İmam Hatip Liselerini sürdürürken gerçek talebi dikkate alacaklarını dile getiren Babacan, sözlerine şu şekilde devam etti:
“Bazen görüyorum, sağda solda ‘Yok şu okul kapatılsın, yok bu kapatılsın’ gibi lafları çok görüyoruz. Açık açık konuşalım: ‘İmam Hatip Liseleri Kapatılsın’ diye alttan alta propaganda olduğunu duyuyoruz. Burada durun bakalım. Kapatmak yok. İmam Hatip Liselerini ‘zorunlu adres’ haline getiren uygulamalara son vereceğiz. Önce Fen, Anadolu, Mesleki Teknik ve İmam Hatip Liselerinin okullaşma oranlarını tespit edeceğiz. Bu okullara ulaşma sorunu olan velilerimizin güçlüklerini çözmek için yardımcı olacağız. İhtiyaç analizi yapacağız. Buna göre de ne gerekiyorsa yapacağız. Esas ne? Özgürlük. Vatandaşlarımıza seçenekler sunmak.”
Eğitim harcamaları için kart çıkarılacak
Babacan, Eğitim Destek Banka Kartı çıkaracaklarına belirterek, “Maddi ihtiyacı olan öğrencilerimizin eğitim harcamalarını bu kartla yapmasını sağlayacağız. Öğrencimiz yetişkin olana kadar da bu kartı sadece eğitim harcamaları için velisi kullanabilecek.” dedi.
“YÖK’ü kaldıracağız”
İktidara gelmeleri durumunda YÖK’ü kaldıracaklarını söyleyen Babacan, “Bilim, sanat, fikir, teknoloji üretiminin özgürlükle beraber geleceğini çok iyi biliyoruz. Ne zaman ki üniversiteler baskı altına alındı, ilk 500’de üniversitemiz kalmadı.” şeklinde konuştu.
“Cumhurbaşkanı adayımız katılımcı anlayışla çalışacak”
Babacan, Cumhur İttifakı temsilcilerinin altılı masanın cumhurbaşkanı adayına ilişkin sözleri üzerine gelen bir soruya şu yanıtı verdi:
“İktidar tarafında bütün yetkilerin bir kişide toplanmasıyla ilgili perspektif var. Biz taraflı partili cumhurbaşkanının aklına her geleni yaptığı sistemden parlamenter sisteme geçmek istiyoruz. Onlar, ‘Bizim kralımız var. Sizin kralınız kim olacak?’ diyorlar. Halbuki cumhurbaşkanı adayımız seçildiğinde kral falan olmayacak; katılımcı bir anlayışla, istişareyle çalışacak. Önerimizi anlamaları için demokrat zihniyet gerekiyor.

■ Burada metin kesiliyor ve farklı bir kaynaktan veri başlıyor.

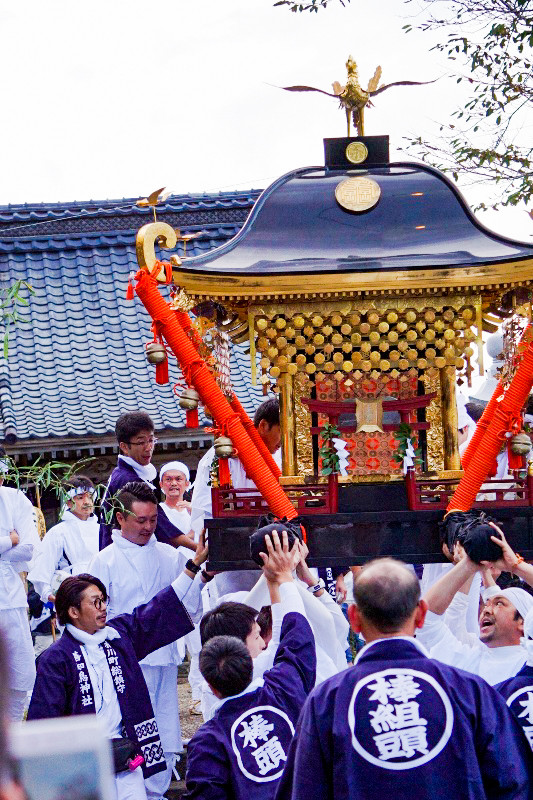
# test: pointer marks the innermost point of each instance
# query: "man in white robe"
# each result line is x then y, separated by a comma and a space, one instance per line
328, 623
18, 540
174, 480
495, 654
70, 545
134, 568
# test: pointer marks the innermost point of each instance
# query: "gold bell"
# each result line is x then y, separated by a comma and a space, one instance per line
520, 444
155, 353
189, 400
223, 447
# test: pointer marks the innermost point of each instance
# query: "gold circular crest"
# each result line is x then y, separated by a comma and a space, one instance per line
357, 152
357, 194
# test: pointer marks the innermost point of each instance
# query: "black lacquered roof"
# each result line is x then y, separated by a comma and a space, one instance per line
421, 221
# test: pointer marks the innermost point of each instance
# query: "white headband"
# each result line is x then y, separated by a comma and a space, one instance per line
74, 492
177, 465
521, 600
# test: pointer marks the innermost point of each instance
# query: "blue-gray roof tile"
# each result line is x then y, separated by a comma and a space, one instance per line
80, 361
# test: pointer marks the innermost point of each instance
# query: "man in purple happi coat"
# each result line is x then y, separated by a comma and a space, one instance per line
135, 435
399, 724
240, 753
94, 667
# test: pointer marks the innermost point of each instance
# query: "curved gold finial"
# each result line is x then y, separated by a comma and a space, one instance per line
145, 241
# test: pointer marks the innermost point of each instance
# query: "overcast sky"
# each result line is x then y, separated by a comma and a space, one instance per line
115, 98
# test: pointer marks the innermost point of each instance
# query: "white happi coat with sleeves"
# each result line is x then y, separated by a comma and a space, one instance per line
450, 643
16, 513
70, 545
133, 575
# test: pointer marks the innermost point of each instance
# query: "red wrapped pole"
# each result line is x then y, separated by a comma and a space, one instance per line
197, 374
506, 414
481, 426
255, 437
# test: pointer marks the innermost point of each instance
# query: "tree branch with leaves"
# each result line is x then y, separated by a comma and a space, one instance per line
490, 43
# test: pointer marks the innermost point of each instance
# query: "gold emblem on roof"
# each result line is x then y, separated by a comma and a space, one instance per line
357, 152
357, 194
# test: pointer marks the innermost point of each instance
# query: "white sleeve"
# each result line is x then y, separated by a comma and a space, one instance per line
19, 553
455, 619
258, 596
290, 601
443, 645
100, 569
190, 593
46, 562
342, 626
201, 505
5, 544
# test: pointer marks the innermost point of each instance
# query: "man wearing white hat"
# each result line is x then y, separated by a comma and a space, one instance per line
496, 654
18, 540
68, 547
174, 480
133, 569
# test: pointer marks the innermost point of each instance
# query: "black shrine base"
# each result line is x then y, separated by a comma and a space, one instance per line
355, 536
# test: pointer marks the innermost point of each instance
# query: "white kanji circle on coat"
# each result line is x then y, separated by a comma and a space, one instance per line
521, 704
399, 718
260, 739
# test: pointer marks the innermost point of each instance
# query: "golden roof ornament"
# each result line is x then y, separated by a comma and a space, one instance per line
153, 199
352, 97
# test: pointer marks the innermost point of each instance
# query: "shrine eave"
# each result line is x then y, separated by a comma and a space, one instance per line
451, 279
298, 240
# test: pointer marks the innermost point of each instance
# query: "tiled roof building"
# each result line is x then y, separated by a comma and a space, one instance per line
79, 362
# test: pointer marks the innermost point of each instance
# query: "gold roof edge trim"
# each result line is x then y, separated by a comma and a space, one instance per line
219, 284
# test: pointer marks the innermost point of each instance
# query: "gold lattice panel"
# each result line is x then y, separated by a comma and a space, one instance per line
368, 338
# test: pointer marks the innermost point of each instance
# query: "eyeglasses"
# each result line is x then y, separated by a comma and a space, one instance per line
143, 442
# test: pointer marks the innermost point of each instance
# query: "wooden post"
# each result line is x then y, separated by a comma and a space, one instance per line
287, 420
333, 491
452, 459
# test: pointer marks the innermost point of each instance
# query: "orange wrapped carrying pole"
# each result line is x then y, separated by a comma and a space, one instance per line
197, 374
507, 409
482, 426
254, 436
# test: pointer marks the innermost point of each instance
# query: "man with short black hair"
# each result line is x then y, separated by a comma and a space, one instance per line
240, 753
94, 667
231, 619
267, 422
18, 542
494, 653
226, 664
399, 723
135, 436
134, 568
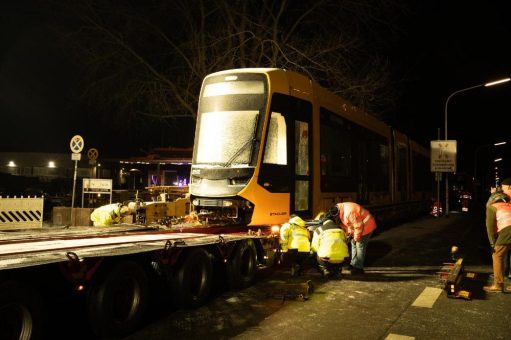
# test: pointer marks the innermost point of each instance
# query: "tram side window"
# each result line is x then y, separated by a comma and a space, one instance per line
276, 145
336, 153
377, 161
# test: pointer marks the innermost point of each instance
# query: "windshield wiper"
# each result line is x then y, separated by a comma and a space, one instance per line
250, 141
239, 151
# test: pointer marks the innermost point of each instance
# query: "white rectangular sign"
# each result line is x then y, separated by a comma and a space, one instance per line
443, 156
97, 185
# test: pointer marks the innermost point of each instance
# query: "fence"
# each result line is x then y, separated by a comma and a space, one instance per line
21, 213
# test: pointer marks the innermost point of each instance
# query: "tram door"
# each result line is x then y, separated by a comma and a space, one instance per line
287, 160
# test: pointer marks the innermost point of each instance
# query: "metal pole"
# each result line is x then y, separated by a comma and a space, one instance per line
73, 196
445, 122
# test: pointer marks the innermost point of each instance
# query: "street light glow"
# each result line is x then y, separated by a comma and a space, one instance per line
505, 80
496, 82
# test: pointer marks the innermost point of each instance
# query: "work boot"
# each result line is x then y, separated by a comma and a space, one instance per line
494, 288
356, 271
295, 270
335, 275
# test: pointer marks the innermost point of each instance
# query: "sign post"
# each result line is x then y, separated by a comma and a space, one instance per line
443, 159
76, 144
93, 154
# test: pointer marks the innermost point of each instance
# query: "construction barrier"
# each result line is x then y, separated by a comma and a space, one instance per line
21, 213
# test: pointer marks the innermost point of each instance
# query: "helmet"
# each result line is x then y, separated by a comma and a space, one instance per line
296, 220
498, 197
132, 206
332, 213
506, 181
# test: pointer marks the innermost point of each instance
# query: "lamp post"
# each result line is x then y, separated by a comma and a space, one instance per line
445, 128
476, 154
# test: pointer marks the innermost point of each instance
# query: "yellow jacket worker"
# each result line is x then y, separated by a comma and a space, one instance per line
109, 214
295, 240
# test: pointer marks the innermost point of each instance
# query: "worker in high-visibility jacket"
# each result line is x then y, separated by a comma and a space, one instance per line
295, 241
110, 214
498, 227
358, 223
331, 248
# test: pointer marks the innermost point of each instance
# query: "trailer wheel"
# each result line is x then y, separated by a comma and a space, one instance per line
241, 267
191, 283
117, 303
20, 312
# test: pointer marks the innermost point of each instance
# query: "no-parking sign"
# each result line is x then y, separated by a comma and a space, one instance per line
77, 143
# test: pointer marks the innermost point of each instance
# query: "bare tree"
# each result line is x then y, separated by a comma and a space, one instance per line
144, 61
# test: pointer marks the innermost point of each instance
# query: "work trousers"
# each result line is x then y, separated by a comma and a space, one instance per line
358, 251
499, 253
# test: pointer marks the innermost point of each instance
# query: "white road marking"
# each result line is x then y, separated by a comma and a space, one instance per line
392, 336
427, 298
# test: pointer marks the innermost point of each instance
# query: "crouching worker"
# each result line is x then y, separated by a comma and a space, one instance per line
111, 214
330, 245
295, 241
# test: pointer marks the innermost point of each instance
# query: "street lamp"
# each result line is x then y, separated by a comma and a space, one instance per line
476, 154
505, 80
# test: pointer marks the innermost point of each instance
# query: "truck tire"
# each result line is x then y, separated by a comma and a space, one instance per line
242, 266
20, 312
117, 304
192, 280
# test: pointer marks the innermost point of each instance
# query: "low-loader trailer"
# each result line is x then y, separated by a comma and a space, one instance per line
116, 269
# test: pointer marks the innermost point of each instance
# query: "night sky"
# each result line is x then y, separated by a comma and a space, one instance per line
445, 46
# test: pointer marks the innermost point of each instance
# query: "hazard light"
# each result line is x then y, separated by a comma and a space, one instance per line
275, 229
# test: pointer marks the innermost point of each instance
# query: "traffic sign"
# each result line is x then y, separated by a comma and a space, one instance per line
443, 156
93, 154
77, 143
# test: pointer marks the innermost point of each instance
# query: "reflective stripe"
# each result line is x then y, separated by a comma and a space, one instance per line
368, 216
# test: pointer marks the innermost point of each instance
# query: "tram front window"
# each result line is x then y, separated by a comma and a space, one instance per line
225, 137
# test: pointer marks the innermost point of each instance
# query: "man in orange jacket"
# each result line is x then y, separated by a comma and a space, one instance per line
498, 226
359, 225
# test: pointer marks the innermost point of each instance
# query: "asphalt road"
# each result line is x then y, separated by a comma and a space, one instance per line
400, 296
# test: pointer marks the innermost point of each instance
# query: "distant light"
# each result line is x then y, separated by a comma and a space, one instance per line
505, 80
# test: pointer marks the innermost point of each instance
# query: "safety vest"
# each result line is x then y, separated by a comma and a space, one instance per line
356, 220
503, 215
331, 244
106, 215
293, 236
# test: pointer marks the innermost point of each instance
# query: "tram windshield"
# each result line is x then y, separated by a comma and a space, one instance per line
231, 108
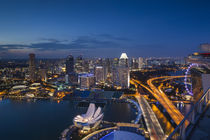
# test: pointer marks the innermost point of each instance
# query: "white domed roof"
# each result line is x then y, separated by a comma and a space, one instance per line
123, 56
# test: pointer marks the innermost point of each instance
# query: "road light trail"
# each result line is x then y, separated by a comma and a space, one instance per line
153, 126
174, 113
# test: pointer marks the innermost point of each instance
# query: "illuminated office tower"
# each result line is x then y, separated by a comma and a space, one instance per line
123, 70
70, 64
134, 63
86, 80
99, 74
141, 62
32, 67
114, 72
79, 64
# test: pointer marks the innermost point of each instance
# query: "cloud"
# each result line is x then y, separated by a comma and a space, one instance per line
53, 46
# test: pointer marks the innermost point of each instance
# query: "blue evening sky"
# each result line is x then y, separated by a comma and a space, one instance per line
103, 28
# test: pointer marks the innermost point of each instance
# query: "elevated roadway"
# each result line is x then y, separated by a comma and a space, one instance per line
153, 126
174, 113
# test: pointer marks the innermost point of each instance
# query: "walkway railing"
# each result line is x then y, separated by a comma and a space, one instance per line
181, 132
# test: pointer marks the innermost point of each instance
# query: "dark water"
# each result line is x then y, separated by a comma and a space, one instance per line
45, 119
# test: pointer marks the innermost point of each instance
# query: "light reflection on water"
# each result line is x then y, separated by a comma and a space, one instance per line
45, 119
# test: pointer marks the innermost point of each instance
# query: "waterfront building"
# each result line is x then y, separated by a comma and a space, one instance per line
141, 62
79, 64
91, 119
134, 63
70, 64
86, 80
32, 67
123, 70
99, 74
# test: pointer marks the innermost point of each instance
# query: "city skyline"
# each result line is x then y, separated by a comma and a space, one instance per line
56, 29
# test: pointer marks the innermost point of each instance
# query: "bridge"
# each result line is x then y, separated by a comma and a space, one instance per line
174, 113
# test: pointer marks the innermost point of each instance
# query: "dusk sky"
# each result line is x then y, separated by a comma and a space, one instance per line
102, 28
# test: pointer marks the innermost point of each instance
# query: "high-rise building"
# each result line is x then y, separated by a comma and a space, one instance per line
141, 62
86, 80
32, 67
99, 74
70, 64
114, 72
79, 64
134, 63
123, 70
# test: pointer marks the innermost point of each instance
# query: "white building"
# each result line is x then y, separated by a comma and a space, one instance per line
99, 74
86, 80
123, 70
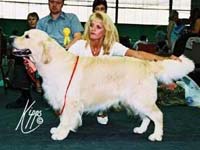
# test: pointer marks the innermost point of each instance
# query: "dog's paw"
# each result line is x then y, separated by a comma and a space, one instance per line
139, 130
60, 135
53, 130
155, 137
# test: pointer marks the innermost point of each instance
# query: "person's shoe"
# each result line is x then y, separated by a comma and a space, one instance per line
102, 119
19, 103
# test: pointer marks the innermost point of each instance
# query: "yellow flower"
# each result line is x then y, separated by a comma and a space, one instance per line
66, 33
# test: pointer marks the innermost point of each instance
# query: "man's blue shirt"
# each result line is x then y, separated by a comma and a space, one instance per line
55, 27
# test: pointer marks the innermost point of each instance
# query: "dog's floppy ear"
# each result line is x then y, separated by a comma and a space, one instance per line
46, 57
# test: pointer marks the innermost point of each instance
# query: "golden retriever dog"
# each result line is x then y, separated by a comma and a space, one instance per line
98, 82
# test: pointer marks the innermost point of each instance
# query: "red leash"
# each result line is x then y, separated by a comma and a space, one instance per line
75, 65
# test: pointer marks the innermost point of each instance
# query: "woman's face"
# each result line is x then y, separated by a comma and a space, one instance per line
32, 22
55, 6
100, 8
96, 30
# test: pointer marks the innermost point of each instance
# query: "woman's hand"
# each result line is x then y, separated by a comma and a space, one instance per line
30, 67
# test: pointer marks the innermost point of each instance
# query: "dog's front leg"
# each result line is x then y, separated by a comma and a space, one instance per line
69, 121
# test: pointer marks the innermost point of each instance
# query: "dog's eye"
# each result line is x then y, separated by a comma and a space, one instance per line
27, 36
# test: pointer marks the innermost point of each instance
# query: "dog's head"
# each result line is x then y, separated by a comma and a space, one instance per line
34, 43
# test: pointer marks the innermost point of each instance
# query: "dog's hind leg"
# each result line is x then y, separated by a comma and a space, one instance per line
156, 116
69, 121
143, 127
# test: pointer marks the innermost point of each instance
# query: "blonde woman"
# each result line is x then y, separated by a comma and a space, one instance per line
101, 38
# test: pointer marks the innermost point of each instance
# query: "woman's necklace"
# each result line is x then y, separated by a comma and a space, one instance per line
95, 51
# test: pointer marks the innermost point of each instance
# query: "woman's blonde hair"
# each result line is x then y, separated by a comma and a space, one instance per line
111, 33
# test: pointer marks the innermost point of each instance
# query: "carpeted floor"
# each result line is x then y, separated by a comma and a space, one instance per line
181, 130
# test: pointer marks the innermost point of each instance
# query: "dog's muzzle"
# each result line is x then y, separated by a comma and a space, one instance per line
21, 52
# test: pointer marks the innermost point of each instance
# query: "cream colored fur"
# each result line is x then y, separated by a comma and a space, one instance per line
99, 82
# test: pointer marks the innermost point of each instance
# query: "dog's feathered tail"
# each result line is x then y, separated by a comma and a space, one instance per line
168, 70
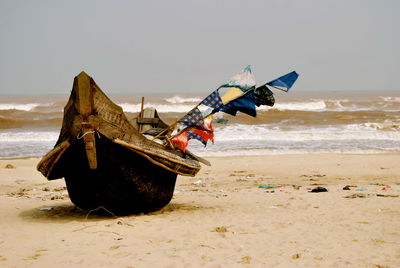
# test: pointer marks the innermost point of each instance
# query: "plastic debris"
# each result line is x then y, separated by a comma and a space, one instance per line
387, 195
318, 189
356, 196
268, 186
386, 187
46, 209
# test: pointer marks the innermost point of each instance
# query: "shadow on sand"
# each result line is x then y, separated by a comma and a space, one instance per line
64, 213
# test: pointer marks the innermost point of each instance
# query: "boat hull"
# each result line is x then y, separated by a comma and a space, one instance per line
123, 182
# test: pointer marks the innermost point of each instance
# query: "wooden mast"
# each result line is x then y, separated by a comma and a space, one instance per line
85, 108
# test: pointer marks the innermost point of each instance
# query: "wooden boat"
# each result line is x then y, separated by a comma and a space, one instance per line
106, 161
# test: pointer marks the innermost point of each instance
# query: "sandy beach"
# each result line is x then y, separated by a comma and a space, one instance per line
253, 211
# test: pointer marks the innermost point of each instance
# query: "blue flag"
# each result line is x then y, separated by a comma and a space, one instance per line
284, 82
213, 100
245, 104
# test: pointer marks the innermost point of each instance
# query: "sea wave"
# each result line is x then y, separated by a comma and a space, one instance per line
241, 132
179, 99
161, 108
20, 106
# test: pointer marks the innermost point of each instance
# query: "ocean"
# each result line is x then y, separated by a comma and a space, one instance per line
299, 123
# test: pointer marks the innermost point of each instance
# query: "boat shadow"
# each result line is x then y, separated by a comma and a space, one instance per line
64, 213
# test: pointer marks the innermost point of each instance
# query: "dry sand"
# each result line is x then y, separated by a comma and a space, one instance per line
224, 217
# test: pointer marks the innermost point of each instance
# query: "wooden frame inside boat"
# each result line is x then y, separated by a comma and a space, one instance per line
106, 162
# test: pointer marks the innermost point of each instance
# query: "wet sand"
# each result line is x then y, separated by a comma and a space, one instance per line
241, 212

Biz krallık değil demokrasi diyoruz.”
“Göreceksiniz; iktidar tarafından dahi adayımıza destek olacak”
HDP’nin aday çıkarma kararına ilişkin konuşan Babacan, “HDP’yle diyalogu olan siyasi partiler var. Bizim de var. Bu, diyalog çerçevesinde bugüne kadar gündeme gelen bir konu olmadı. Bundan sonraki süreçte gündeme gelmeyeceği anlamına da gelmez. Sadece HDP bağlamında söylemiyorum; ortak cumhurbaşkanı adayımıza hem iktidar tarafından hem tabii ki altılı masadan hem de diğer partilerden destek almayı çok arzu ederiz. Göreceksiniz; iktidar tarafından dahi adayımıza destek olacaktır. Diğer tüm partilerin desteğini almayı da çok arzu ederiz.” ifadelerini kullandı.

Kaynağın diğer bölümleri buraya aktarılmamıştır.